La disciplina giuridica del licenziamento deve affrontare due esigenze contrastanti: da un lato, quella del lavoratore di stabilità del reddito derivante dal rapporto di lavoro, quale fonte di sostentamento suo e della sua famiglia; dall'altro, quella del datore di lavoro e, in particolare, dell'impresa di flessibilità nell'impiego della forza lavoro sotto l'aspetto quantitativo e qualitativo. La prima esigenza porta a limitare la libertà di licenziamento, sia sul piano sostanziale (delimitando, ad esempio, i casi in cui il licenziamento è consentito) che su quello formale (subordinandone la validità al rispetto di determinate forme e procedure); la seconda, al contrario, spinge verso la più ampia libertà di licenziamento. Alcuni ordinamenti, come quello italiano, prevedono che il giudice possa imporre la reintegrazione, su richiesta del lavoratore, anche se il datore propone un accordo di tipo economico. L'esecutività forzata della sentenza avviene per questioni giuridiche, per assicurare l'esercizio del diritto al lavoro. Il diritto, concetto giuridico radicalmente diverso da una tutela, prevede che, in caso di violazione di questo, lo Stato assicuri l'esercizio, e il ripristino delle condizioni iniziali, nelle quali eventualmente il diritto era esercitato. Un licenziamento ingiutificato è un atto nullo ab origine, del quale la giurisprudenza annulla tutti gli effetti successivi come la perdita del posto di lavoro.

Negli ordinamenti contemporanei, di solito, la libertà di licenziamento non è assoluta ma sottoposta a limitazioni più o meno incisive, tenuto anche conto che il lavoratore è ritenuto la parte debole del contratto di lavoro. Inoltre, alcune categorie di lavoratori possono godere di più intensa tutela contro il licenziamento: è il caso, in molti ordinamenti, dei dipendenti pubblici o, per lo meno, di alcune categorie di essi, come i funzionari della pubblica amministrazione (negli ordinamenti che li distinguono dagli altri dipendenti) o i magistrati. Vari ordinamenti prevedono la possibilità, a scelta del datore, di sostituire la reintegrazione nel posto di lavoro con un indennizzo economico. Il giudice può ordinare la reintegrazione nel posto di lavoro, ma si tratta di una mera formalità che il datore può ugualmente non eseguire. A favore del lavoratore esiste una tutela derivante da un indennizzo pari a un certo numero di mensilità, e al sussidio di disoccupazione. Chi sostiene la libera recedibilità, porta come argomento il fatto che gran parte di licenziamenti si risolverebbe comunque con una transazione economica, e solo una minima parte chiederebbe la reintegrazione.

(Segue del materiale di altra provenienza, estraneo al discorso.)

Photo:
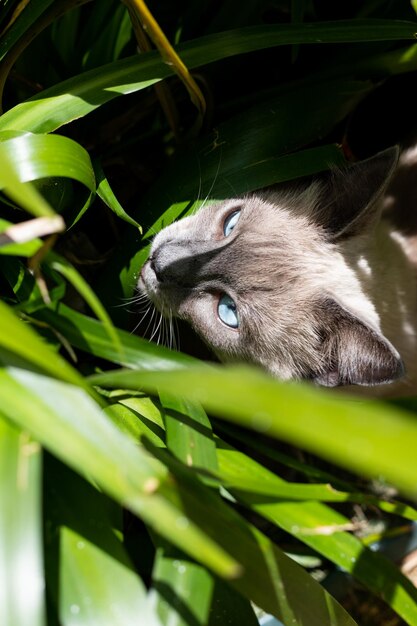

Generalmente il lavoratore viene considerato "parte debole" solamente per il diritto, ma non di fatto, sostenendo che competenze e esperienze significative e non le tutele legali sarebbero la vera protezione dei lavoratori, che verrebbero ad avere un potere contrattuale e un rapporto paritetico col datore, che non giustificherebbe quindi una speciale protezione giuridica, tuttavia in molti stati del mondo sono previsti alcuni istituti per tutelare i lavoratori licenziati e disoccupati, come ad esempio le indennità di disoccupazione.

Le norme sul licenziamento individuale hanno la funzione di impedire al datore, se non c'è una giusta causa dovuta alla condotta del lavoratore, la libertà di scegliere i nominativi delle persone da licenziare, determinando per legge o con accordi sindacali dei criteri oggettivi e comuni per l'identificazione delle risorse da licenziare. Questa norma è stata introdotta storicamente per evitare la discriminazione e il licenziamento dei lavoratori che esercitavano attività politica e sindacale nei luoghi di lavoro (ovvero all'esterno).

Negli ordinamenti giuridici sono poste limitazioni al licenziamento collettivo, che ad esempio è consentito ad aziende che rispondono a indicatori di bilancio che evidenziano una situazione di oggettiva difficoltà economica e finanziaria. Ciò avviene allo scopo di impedire i licenziamenti collettivi ad un'azienda con utili e quota di mercato in crescita, e il cosiddetto licenziamento di Borsa[1], dove all'annuncio del taglio del costo del lavoro e maggiori profitti corrisponde un aumento del valore delle azioni quotate in Borsa e detenute dagli stessi manager.

  1. ^ Spotify, Alphabet e Meta salgono in Borsa dopo aver annunciato i licenziamenti di massa, su forbes.it, BFC Media S.p.A., 23 gennaio 2023. URL consultato il 18 giugno 2023.